The average order value stands at ₹1,300–1,400, with 70% of revenue derived from slotted deliveries. Cash-on-delivery continues to dominate as the preferred payment method within the sector.
For investors keen on entering the expansive e-grocery market, BigBasket’s IPO offers several enticing advantages:
Established Brand Reputation: Unlike many emerging e-commerce ventures that expend considerable resources on customer acquisition, BigBasket has built a loyal customer base over the years.
Pathway to Profitability: Despite many quick-commerce competitors facing profitability challenges, BigBasket is implementing a more structured approach to grocery delivery, suggesting potential for financial stability.
Support from Tata: When weighing options, investors may prefer a Tata-backed IPO over an unknown startup offering “10-minute grocery delivery.”

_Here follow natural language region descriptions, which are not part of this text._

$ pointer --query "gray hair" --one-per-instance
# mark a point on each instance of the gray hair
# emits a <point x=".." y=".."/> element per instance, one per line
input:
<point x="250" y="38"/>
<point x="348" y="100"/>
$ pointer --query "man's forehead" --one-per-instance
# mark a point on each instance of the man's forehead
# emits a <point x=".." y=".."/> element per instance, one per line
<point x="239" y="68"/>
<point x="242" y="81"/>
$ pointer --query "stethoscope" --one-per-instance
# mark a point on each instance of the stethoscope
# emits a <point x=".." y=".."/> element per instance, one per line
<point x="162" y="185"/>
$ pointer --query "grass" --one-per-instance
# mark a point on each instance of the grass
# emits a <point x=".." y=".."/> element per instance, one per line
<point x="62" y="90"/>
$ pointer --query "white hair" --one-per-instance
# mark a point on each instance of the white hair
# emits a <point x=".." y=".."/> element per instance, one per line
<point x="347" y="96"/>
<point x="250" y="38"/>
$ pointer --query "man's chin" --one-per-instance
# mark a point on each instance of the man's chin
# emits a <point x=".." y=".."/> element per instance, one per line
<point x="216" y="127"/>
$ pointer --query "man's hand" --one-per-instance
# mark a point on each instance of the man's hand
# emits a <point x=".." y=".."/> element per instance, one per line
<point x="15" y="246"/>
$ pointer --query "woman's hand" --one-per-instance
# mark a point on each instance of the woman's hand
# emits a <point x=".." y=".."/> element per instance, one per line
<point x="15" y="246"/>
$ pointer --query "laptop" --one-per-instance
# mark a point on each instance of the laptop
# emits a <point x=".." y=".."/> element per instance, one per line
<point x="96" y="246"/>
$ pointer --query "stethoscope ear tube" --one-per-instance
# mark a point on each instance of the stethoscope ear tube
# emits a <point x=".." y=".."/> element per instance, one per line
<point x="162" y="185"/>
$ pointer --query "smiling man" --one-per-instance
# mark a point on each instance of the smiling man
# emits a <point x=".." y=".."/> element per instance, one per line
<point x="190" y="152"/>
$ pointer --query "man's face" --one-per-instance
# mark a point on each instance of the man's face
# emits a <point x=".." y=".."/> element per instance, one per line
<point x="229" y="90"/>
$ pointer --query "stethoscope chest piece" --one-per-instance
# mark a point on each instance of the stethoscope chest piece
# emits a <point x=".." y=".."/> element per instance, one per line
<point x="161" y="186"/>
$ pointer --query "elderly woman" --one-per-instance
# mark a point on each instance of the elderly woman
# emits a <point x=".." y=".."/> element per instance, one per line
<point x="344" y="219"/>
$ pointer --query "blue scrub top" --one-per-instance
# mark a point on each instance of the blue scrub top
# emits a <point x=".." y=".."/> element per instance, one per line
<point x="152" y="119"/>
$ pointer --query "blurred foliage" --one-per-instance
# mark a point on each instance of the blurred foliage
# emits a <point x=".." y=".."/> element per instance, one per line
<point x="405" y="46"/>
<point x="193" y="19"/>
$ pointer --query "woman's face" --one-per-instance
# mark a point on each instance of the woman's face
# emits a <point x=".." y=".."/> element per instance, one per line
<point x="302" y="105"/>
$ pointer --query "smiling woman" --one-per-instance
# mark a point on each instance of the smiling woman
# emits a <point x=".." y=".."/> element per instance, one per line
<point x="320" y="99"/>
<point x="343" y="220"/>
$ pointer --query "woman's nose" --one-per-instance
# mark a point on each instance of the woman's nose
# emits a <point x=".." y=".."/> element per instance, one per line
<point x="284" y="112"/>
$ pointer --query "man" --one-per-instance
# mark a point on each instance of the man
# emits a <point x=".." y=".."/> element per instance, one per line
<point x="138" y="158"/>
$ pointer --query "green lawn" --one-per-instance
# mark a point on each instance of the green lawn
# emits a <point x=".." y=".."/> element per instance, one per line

However, several critical factors will determine the IPO’s success:
Maintaining Competitive Edge: Can BigBasket uphold its advantages against rivals like Blinkit and Zepto, who are gaining market share with swift delivery services?
Preserving Customer Loyalty: Indian consumers are often attracted to discounts. If a competitor provides better deals or faster service, will customers switch their preferences?
Balancing Profitability and Growth: The challenge lies in scaling the business without incurring losses—achieving this balance will be crucial for ongoing success.